HCatalog is not thread-safe.

There are some restrictions on the data types for columns when using the HCatalog loader in Pig scripts. See HCatLoader Data Types in the Apache HCatalog documentation for more details.


Mahout

It can make it easier and quicker to build intelligent applications that require data mining and data classification.

It contains pre-created algorithms for many common machine learning and data mining scenarios.

It can be scaled across distributed nodes to maximize performance.


Accurate results are usually obtained only when there are large pre-categorized sets of reference data.

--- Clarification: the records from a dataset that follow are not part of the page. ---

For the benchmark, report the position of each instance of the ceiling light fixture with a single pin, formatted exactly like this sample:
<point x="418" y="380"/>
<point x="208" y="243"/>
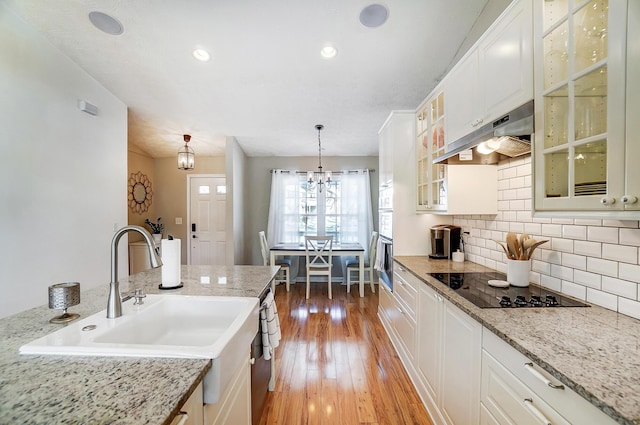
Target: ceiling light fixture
<point x="319" y="177"/>
<point x="106" y="23"/>
<point x="328" y="52"/>
<point x="186" y="155"/>
<point x="201" y="55"/>
<point x="374" y="15"/>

Learning from scratch, such as in a “related products” (collaborative filtering) scenario where reference data is gradually accumulated, can take some time to provide accurate results.

As a framework, it often requires writing considerable supporting code to use it within a solution.

Storm

It provides an easy way to implement highly scalable, fault-tolerant, and reliable real-time processing for streaming data.

It makes it easier to build complex parallel processing topologies.

It is useful for monitoring and raising alerts in real time while storing incoming stream data for analysis later.

It supports a high-level processing language called Trident that implements an intuitive fluent interface.

Enabling the full set of features for guaranteed processing can impose a performance penalty.

Typically, you will use the simplest of these approaches that can provide the results you require. For example, it may be that you can achieve these results by using just Hive, but for more complex scenarios you may need to use Pig or even write your own map and reduce components. You may also decide, after experimenting with Hive or Pig, that custom map and reduce components can provide better performance by allowing you to fine tune and optimize the processing.

The following table shows some of the more general suggestions that will help you make the appropriate choice of query technology depending on the requirements of your task.

Requirement

Appropriate technologies

Table or dataset joins, or manipulating nested data.

Pig and Hive.

Ad hoc data analysis.

Pig, map/reduce (including Hadoop Streaming for non-Java components).

SQL-like data analysis and data warehousing.

Hive

Working with binary data or SequenceFiles.

Hive with Avro, Java map/reduce components.

Working with existing Java or map/reduce libraries.

Java map/reduce components, UDFs in Hive and Pig.

Maximum performance for large or recurring jobs.

Well-designed Java map/reduce components.

Using scripting or non-Java languages.

Hadoop Streaming

Abstracting storage paths for Hive and Pig to simplify administration.

HCatalog

Pre-processing or fully processing streaming data in real time.

Storm

Performing classification and data mining through collaborative filtering and machine learning.